Alley Cat Allies, a national advocacy group based in Maryland, has been lobbying on behalf of TNR efforts since its founding in 1990. The organization counters that human activity such as habitat destruction has a much greater impact on bird populations than predation by cats.

“The larger issue is that trapping and killing has not worked,” said Elizabeth Holtz, staff attorney for Alley Cat Allies. “And we’ve certainly tried. That has been the American approach to feral cats for 40 or 50 years.”

Holtz calls TNR “the only successful approach to feral cats that we currently have.”

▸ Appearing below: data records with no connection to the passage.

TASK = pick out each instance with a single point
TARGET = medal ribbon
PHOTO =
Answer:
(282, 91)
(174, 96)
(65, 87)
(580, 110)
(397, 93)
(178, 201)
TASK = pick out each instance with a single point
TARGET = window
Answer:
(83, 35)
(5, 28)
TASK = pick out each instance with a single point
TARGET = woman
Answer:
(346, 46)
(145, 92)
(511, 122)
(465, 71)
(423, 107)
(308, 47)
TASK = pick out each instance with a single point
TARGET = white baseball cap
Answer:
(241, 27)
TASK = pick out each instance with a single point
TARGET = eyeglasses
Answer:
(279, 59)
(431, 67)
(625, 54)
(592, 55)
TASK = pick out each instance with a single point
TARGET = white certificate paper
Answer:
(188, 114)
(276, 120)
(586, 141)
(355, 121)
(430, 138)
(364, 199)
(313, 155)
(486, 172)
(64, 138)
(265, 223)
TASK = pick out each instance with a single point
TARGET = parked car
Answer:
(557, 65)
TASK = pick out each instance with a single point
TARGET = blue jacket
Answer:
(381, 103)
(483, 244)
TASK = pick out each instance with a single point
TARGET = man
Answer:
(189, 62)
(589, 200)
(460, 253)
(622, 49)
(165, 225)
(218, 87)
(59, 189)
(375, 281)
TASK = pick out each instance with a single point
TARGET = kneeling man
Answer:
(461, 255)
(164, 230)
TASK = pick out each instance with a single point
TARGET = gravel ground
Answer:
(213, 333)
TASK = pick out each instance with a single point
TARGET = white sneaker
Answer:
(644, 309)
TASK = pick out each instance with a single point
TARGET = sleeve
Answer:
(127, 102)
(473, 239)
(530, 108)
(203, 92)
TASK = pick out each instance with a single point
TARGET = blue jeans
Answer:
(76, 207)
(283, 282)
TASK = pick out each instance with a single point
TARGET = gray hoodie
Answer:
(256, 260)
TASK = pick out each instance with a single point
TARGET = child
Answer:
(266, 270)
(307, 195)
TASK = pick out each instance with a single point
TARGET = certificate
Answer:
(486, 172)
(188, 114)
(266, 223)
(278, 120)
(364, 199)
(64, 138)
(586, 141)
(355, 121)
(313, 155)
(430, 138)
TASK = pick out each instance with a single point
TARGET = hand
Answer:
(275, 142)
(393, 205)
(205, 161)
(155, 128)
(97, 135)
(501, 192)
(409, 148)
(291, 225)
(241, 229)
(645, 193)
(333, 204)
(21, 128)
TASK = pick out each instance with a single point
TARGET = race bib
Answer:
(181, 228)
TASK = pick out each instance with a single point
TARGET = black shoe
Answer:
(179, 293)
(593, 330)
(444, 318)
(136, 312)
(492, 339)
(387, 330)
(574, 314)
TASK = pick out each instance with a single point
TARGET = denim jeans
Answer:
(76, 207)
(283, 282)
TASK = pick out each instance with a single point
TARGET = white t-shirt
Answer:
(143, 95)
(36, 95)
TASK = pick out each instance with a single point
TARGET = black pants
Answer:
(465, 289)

She contends that the anti-TNR argument “assumes we have a choice between cats and no cats. We don’t. The cats are already there.

“It’s not as if you stop putting out bowls of food and the cats will go away,” she added. “If people weren’t putting out food, they would just go through the trash. We believe we should treat animals humanely, and that TNR over time will diminish the colony size.”

The animal rights group PETA takes a dim view of TNR on ethical and humane grounds, and disputes its effectiveness in reducing colony size in part because irresponsible pet owners tend to abandon animals at established colonies.

“In most situations it is cruel to both the cats and local wildlife,” said Teresa Chagrin, PETA’s animal-care-and-control specialist. “I don’t think any true cat lovers would like to see cats left on the streets, chased by dogs, shot with arrows and pellet guns, set on fire, poisoned or torn apart by coyotes. These cats do not die kindly on the streets.”

Chagrin thinks euthanizing feral cats is more humane than returning them to a potentially dangerous life.

As the sun sets on the colony south of Orlando after feeding time, Marchelos acknowledges the harsh realities that cats living on the street can face. She’s seen cats hit by trains, cats that have eyes to disease, cats shot with BB guns.

But like Holtz of Alley Cat Allies, she’s adamant that a trap-and-euthanize approach isn’t the answer. Feral cats will always be around, she said, so it’s best that they receive the best possible care.

“It’s never going to go away,” she said, looking out over her charges in the twilight. “It’s not going to stop. This is still going to go on.”